PBOC moves to tighten funds in the banking system expected to push up short-term rates
China’s central bank has got off to a hawkish start on banking system liquidity this month, sending a clear signal that the days of monetary easing are over.
After skipping open market operations on Tuesday, the People’s Bank of China released 140 billion yuan (US$20.3 billion) in additional liquidity in the interbank market on Wednesday but did not renew the 230 billion yuan medium-term lending facility that matured the same day.
That move is expected to further squeeze money for banks and push up short-term rates.
“The good economic performance in the first quarter has given room for financial deleveraging, a key theme for this year,” China Minsheng Banking chief analyst Wen Bin said.
Wen said the government was confident of meeting its 6.5 per cent growth target this year, after the economy surprised with a 6.9 per cent rise in the first quarter.
Market worries of tighter liquidity drove up the overnight Shanghai interbank offered rate to 2.8451 per cent yesterday, the highest reading in two years.
“China’s central bank is responding to changing external factors, including the US Federal Reserve’s interest rate hikes and the much-talked-about downsizing of the Fed’s balance sheet,” Wen said.
The world’s second-biggest economy has raised interbank policy rates but held off on an increase in benchmark interest rates.
The central bank also reported a fall of 812 billion yuan on its balance sheet in March.
Wen said the fall was not intentional but the result of fiscal deposits leaving the banking system to help fund construction activities.

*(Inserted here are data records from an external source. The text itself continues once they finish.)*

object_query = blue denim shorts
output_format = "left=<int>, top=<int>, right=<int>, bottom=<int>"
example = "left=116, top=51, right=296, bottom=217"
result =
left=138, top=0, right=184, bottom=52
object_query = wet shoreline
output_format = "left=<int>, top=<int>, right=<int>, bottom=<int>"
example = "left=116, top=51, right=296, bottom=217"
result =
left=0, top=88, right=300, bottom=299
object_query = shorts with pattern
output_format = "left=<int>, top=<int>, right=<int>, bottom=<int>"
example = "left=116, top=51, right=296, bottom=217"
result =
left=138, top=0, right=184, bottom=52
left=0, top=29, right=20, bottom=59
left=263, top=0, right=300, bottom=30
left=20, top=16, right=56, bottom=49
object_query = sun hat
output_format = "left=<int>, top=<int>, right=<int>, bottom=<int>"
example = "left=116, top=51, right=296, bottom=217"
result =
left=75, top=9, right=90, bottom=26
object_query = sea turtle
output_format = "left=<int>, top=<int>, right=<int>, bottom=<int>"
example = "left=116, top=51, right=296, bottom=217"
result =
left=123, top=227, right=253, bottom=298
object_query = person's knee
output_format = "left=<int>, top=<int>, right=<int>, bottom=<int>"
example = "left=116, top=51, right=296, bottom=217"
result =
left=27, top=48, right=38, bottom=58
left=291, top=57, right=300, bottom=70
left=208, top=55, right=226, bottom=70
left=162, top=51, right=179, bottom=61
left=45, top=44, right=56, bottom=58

A similar fall was recorded in 2015 when forex counterparts increased capital outflows.
But China International Capital Corporation warned that the fall suggested the central bank planned to stop monetary easing and rely on open market operations or lending facilities to increase liquidity.
Beijing has made it clear that it will pursue a prudent and neutral monetary policy from this year to remedy the asset bubble and prevent financial risks.
Chinese President Xi Jinping underscored the authorities’ tough line on the issue when he used a Politburo meeting late last month to order stricter financial regulation.
Zhou Hao, chief emerging markets economist at Commerzbank, said the central bank seemed to be leaning towards shrinking financial leverage, especially banks’ off-balance sheet businesses.
“It has repeatedly issued alerts to the market since last September. It is a prolonged liquidity crunch,” Zhou said.
But he added that the central bank always provided help at critical points and its tightening was actually very slow.
Bank of Communications senior analyst Chen Ji said the authorities should control the pace of deleveraging to minimise risks to the stock and bond markets.
“The PBOC has not changed its tactics but maintained a neutral monetary policy with a tightening bias. It is pursuing a steady deleveraging and will not rush for success,” Chen said.